/de-duplicate

Primary LanguageJavaScript

de-duplicate

To run

  1. clone the git repository
  2. npm i
  3. cd de-duplicate
  4. node --experimental-modules deDuplicate.mjs

Objective

Take a variable number of identically structured json records and de-duplicate the set using javascript. An example file of records is given in the accompanying 'leads.json'. Output should be same format, with dups reconciled according to the following rules:

  1. The data from the newest date should be preferred
  2. duplicate IDs count as dups. Duplicate emails count as dups. Both must be unique in our dataset. Duplicate values elsewhere do not count as dups.
  3. If the dates are identical the data from the record provided last in the list should be preferred
  4. The application should also provide a log of changes including some representation of the source record, the output record and the individual field changes (value from and value to) for each field. Simplifying assumption: the program can do everything in memory (don't worry about large files)

Steps Taken

I started with writing pseudocode comments and functions I would need. I prepared some tests using jest. I have multiple helper functions to create an massage the data into their proper forms. I created a helper function mapMaker to create a map of records that matched a given property, in this case either id or email. After a map was created I used a helper function filter to clear out duplicates according to their date / last in list with the helper function compare. Within filter changes were logged using the helper function createFieldChanges. Finally results were returned in the form of an object with the fields of source, output, and changes.

Reflection / Changes

I initially began the problem with keeping a map of both the emails and ids with corresponding records and tried to find a way to de-dup each of them at once, then merge them. I realized I should de-dup by one first (I picked ids first), then the next one from that filtered list. I then struggled for a bit to figure out the best place to log changes between fields and records. I picked the filter function to keep track of changes, as that function would know if a record was changed, and the final record it would turn into. I then dropped createFildChanges into it.

I created simple tests as I went along, and it helped me better determine the shape of my data and results. If the de-duplicate function starts with email instead of ids, the output is the same except the order of records within the output object. You can test this by swapping the strings '_id' and 'email' on lines 75 and 79. The tests will fail since they are expecting a particular object order, but the records are the same.
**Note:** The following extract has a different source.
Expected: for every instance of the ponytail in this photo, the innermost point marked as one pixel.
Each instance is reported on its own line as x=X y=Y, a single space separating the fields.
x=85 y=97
I was concerned that the changes log would be inaccurate since it logs changes first by ids then by emails. Perhaps there would be a misshap where an id was was changed in the first go, only to be removed again in the email de-dupping. The log would unnecessarily exist in that case. I added an extra test record to the leads.json array:

{
  "_id": "jkj238238jdsnfsj21",
  "email": "bill@bar.com",
  "firstName":  "TEST",
  "lastName": "TEST",
  "address": "TEST",
  "entryDate": "2014-05-07T17:33:20+00:00"
 }

This record had the same email (bill@bar.com) as another record, but a different id. So on the first de-duping with grouped ids, the other record with the same email (bill@bar.com) replaced another with the same id (jkj238238jdsnfsj23). This change was logged:

{ 
  from:
    { _id: 'jkj238238jdsnfsj23',
      email: 'foo@bar.com',
      firstName: 'John',
      lastName: 'Smith',
      address: '123 Street St',
      entryDate: '2014-05-07T17:30:20+00:00' 
      },
  to:
    { _id: 'jkj238238jdsnfsj23',
      email: 'bill@bar.com',
      firstName: 'John',
      lastName: 'Smith',
      address: '888 Mayberry St',
      entryDate: '2014-05-07T17:33:20+00:00'
    }
}

Then when emails were grouped together and de-duped, another log was created with my test case:

{ 
 from:
   { _id: 'jkj238238jdsnfsj23',
     email: 'bill@bar.com',
     firstName: 'John',
     lastName: 'Smith',
     address: '888 Mayberry St',
     entryDate: '2014-05-07T17:33:20+00:00' 
   },
 to:
   { _id: 'jkj238238jdsnfsj21',
     email: 'bill@bar.com',
     firstName: 'TEST',
     lastName: 'TEST',
     address: 'TEST',
     entryDate: '2014-05-07T17:33:20+00:00' 
    }
}

I began to create a check in the filter function that would see if a record's id previously existed in the logs so it would be caught during the email de-duping. But then I realized that a log that looks like this:

{ 
 from:
   { _id: 'jkj238238jdsnfsj23',
     email: 'foo@bar.com',
     firstName: 'John',
     lastName: 'Smith',
     address: '123 Street St',
     entryDate: '2014-05-07T17:30:20+00:00' 
    },
 to:
   { _id: 'jkj238238jdsnfsj21',
     email: 'bill@bar.com',
     firstName: 'TEST',
     lastName: 'TEST',
     address: 'TEST',
     entryDate: '2014-05-07T17:33:20+00:00' 
    }
}

Could possibly be even more confusing since the records do not have matching ids or emails! so I decided to let both logs stay so there was clear path between the two levels of de-duping.